The scarlet-throated tanager is now the only member of the genus Compsothraupis that was introduced in 1915 by the American ornithologist Charles Wallace Richmond. The genus name is formed from the Ancient Greek kompsos meaning "pretty" with thraupis, an unknown small bird. In ornithology thraupis is used to signify a tanager. The specific epithet loricata is from the Latin loricatus meaning "clothed in mail" or "breast-plated". Some mid-twentieth century authors merged Compsothraupis into the genus Sericossypha, which is now occupied solely by the white-capped tanager (S. albocristata). Due to the species' nesting and flocking behavior it has also been suggested to better belong to another family, with the New World blackbirds Icteridae a candidate.

The scarlet-throated tanager is monotypic.

==Description==

The scarlet-throated tanager is a large tanager that resembles a blackbird. It is 20 to 21 cm long; one male weighed 72.5 g. The species is sexually dimorphic. Adult males are almost entirely glossy blue-black. Their throat and the center of their breast are scarlet and the bases of their back and flank feathers are white, though this color is not visible in the field. Adult females are entirely black. Both sexes have a dark brown iris, a stout black bill, and dusky gray legs and feet.
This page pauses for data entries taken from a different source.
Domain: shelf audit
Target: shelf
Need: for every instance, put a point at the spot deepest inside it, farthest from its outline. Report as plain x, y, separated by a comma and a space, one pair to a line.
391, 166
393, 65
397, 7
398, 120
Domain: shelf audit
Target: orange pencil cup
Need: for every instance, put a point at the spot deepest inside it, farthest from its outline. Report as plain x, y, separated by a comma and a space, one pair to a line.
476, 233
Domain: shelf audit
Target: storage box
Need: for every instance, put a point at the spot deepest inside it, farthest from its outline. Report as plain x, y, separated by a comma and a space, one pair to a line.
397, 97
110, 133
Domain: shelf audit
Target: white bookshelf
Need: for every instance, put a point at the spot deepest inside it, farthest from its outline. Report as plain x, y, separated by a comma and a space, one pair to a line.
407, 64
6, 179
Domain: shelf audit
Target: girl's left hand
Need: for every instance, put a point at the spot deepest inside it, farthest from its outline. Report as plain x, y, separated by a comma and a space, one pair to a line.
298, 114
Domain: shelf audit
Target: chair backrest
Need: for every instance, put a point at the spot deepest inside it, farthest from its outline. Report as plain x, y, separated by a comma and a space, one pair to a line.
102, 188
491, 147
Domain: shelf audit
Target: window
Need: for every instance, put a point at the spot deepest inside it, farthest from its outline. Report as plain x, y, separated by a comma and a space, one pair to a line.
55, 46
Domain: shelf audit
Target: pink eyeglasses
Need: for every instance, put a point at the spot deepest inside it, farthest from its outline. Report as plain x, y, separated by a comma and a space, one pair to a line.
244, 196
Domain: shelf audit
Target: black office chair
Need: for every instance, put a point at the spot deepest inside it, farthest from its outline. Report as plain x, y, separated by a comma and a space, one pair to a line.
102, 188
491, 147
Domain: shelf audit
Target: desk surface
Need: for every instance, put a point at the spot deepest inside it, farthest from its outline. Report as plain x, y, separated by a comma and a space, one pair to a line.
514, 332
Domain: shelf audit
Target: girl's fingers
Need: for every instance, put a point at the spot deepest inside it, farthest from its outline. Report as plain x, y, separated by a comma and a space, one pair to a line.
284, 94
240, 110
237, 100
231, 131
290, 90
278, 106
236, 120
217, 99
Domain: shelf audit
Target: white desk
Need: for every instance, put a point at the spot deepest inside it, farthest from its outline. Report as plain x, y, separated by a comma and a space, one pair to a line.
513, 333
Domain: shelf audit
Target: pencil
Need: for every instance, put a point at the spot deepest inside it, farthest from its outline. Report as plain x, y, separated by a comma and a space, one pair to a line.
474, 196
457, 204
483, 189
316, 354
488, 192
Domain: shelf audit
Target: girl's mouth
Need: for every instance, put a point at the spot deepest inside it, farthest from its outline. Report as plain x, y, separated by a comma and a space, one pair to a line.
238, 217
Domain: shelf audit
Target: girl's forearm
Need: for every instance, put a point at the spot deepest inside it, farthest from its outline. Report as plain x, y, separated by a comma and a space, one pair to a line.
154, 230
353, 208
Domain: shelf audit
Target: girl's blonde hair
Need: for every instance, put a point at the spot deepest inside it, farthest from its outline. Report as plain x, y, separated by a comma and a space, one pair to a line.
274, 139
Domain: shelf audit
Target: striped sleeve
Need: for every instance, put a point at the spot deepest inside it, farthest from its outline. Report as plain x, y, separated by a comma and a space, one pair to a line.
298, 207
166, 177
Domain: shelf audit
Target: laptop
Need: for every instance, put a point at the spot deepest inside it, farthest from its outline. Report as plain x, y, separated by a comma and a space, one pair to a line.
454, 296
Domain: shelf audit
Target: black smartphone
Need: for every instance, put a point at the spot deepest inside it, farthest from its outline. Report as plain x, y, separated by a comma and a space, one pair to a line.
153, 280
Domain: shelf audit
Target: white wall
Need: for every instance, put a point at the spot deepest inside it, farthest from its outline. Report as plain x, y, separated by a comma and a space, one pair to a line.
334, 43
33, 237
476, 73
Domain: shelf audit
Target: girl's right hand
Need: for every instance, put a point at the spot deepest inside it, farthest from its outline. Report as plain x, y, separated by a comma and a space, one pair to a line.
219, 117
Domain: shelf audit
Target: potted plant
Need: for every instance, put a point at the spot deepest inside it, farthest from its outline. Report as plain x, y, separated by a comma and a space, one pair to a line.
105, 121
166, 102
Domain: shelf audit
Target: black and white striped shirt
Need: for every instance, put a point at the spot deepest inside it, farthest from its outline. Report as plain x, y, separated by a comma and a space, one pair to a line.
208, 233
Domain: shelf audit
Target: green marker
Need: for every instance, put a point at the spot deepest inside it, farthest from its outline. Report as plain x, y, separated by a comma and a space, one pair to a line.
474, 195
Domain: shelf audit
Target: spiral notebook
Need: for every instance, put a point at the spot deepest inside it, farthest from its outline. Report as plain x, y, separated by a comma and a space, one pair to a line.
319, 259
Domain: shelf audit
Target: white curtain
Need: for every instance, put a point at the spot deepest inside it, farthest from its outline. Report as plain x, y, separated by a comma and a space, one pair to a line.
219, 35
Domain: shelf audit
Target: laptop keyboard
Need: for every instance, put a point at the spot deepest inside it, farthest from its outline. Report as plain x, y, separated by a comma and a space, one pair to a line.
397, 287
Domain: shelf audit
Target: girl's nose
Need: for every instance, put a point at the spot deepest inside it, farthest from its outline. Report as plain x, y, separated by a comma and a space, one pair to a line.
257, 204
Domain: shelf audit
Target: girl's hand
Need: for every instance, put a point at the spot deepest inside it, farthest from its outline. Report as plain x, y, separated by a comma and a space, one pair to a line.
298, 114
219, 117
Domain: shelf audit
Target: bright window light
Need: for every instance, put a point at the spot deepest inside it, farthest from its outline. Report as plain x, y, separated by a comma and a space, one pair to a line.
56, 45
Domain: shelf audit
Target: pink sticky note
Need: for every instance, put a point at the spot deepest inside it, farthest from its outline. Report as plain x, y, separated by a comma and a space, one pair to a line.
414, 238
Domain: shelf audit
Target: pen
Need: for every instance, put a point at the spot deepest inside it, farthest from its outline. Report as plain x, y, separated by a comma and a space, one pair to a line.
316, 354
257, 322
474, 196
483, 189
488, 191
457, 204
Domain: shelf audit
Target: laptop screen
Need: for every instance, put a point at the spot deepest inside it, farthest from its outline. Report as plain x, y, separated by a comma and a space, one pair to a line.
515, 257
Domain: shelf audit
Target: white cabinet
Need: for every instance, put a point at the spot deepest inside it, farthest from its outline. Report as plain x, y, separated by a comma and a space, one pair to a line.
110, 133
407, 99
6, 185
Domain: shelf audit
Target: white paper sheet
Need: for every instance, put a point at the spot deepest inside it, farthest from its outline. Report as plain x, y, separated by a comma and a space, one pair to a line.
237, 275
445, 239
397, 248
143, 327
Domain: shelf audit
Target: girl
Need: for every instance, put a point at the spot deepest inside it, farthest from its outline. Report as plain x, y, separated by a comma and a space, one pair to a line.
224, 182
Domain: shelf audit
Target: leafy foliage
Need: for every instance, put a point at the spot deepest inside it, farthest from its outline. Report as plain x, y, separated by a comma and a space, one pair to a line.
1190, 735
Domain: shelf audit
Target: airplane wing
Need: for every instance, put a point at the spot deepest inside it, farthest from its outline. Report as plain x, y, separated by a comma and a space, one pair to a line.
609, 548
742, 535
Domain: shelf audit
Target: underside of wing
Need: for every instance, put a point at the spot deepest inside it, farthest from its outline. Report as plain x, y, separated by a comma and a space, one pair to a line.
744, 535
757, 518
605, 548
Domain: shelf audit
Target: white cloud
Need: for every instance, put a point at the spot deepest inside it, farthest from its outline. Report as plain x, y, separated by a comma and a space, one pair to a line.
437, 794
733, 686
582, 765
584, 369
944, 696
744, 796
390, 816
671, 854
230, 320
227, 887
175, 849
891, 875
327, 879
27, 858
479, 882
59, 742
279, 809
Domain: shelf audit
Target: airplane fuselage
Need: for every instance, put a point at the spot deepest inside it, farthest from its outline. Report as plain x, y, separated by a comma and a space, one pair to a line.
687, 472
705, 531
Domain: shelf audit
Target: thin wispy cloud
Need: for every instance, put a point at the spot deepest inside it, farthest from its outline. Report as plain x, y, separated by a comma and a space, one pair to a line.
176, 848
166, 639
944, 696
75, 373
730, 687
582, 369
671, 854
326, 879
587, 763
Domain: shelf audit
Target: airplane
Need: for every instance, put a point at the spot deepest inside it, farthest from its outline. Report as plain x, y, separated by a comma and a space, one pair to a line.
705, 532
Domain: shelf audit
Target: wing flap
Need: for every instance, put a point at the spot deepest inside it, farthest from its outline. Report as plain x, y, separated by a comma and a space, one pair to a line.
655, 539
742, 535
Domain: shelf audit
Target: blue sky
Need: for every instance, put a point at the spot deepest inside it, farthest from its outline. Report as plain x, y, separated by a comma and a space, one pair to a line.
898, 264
==Distribution and habitat==

The scarlet-throated tanager is found in eastern Brazil east of a line that roughly traces from the Atlantic in Maranhão south to eastern Tocantins, then west to far eastern Mato Grosso, south to west-central Goiás, southeast to north-central Minas Gerais, and northeast back to the Atlantic in northeastern Bahia. It is primarily a bird of the Caatinga, a somewhat dry and generally semi-open biome. Within it the species favors areas such as gallery forest and lands near marshes and lagoons. In elevation it ranges from near sea level to 700 m.

==Behavior==
===Movement===

The scarlet-throated tanager is a year-round resident.

===Feeding===

The scarlet-throated tanager's diet has not been studied but is known to be mostly insects. It typically forages in small flocks of six to eight individuals and sometimes associates with blackbirds. It is "rather slow-moving and sometimes unwary". It is sometimes observed perched on a high exposed branch for long periods.

===Breeding===

Male scarlet-throated tanagers make a courtship display in which they fluff their back feathers to expose their white bases. The species has been found to nest in an old woodpecker hole, in the crown of palm tree, and in an abandoned nest of a Caatinga cachalote (Pseudoseisura cristata). Nothing else is known about the species' breeding biology.

===Vocalization===

A scarlet-throated tanager vocalization that could be either song or call is a "slow, unstructured series of harsh tchaw notes, given by [the] group". Another vocalization, identified as a call, is "a loud icterid-like chirt or kyuh, often repeated over and over". Its dawn song is "essentially a more ringing version of this same note, a single penetrating kyeh or kyuh repeated at intervals of c. 1 second".

==Status==

The IUCN has assessed the scarlet-throated tanager as being of Least Concern. Its population size is not known but is believed to be stable. No immediate threats have been identified. It is considered "uncommon to rare" in approximately the southwestern third of its range and "frequent to uncommon" in the rest. "Extensive deforestation continues within the rather small range of this species, and its remaining suitable habitat is fragmented."